Why doesn't this threat -- contained in an internal memo obtained by the LA Times -- matter? Because it's unlikely to happen. The State Controller John Chiang, who signs workers' checks, is refusing to go along. He makes two objections, one legal and one practical. The legal one is that such a move by the governor might violate laws on overtime and employee benefits. The practical one is that the state's very old computer payroll system can't be easily changed to produce new minimum wage paychecks.
The Schwarzenegger administration disputes all this. But with Schwarzenegger and Chiang fighting this out in court, it's clear that nothing much is going to happen in this area.
(And even if it were to happen, don't weep for state workers. They'd be entitled to full back pay once the budget is settled).
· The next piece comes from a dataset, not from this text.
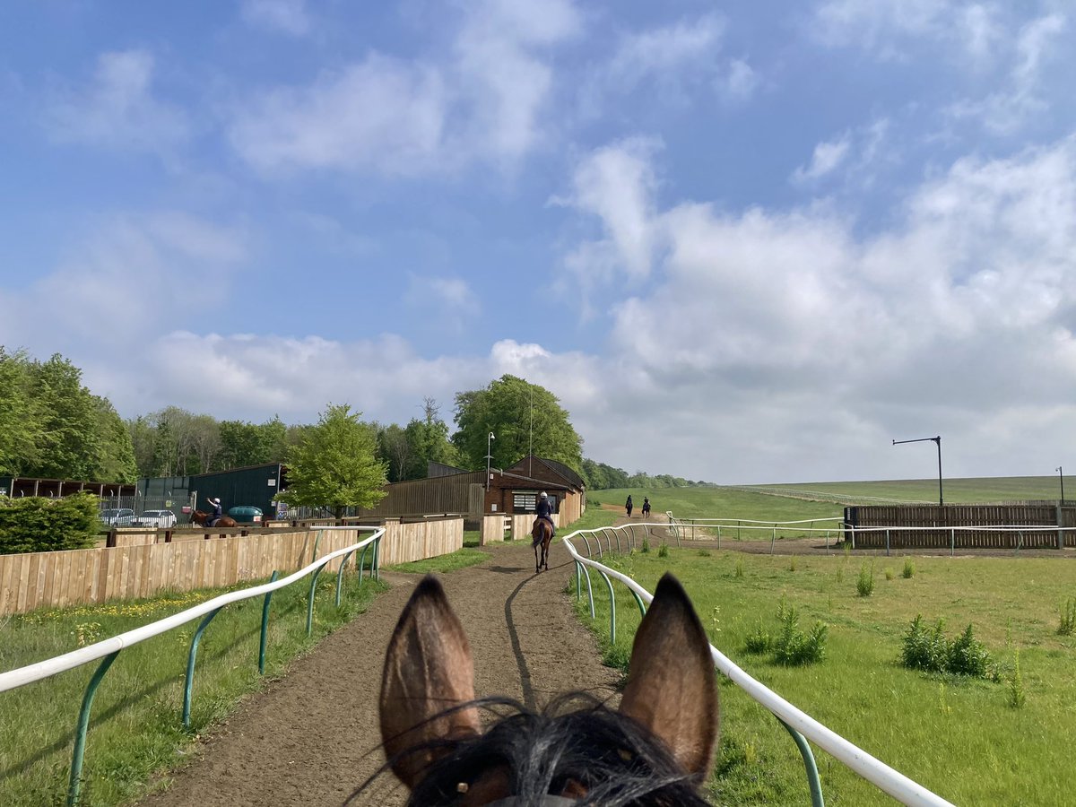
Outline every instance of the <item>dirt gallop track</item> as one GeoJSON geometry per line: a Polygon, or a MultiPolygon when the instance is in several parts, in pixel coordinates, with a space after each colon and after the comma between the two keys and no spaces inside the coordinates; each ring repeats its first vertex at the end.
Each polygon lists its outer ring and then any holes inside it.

So why is the governor raising this possibility? There's a bit of budget theater here; the threat is a way to let the public know that the situation is serious. And there's also a contest about power. Governors see it as their mission to protect the power of the governorship, and the governor's office maintains that one of those legal powers is to cut pay in the event there is no budget in place. Chiang, the controller with the power to write checks, is seeking to maximize the leverage and power that official rule gives him.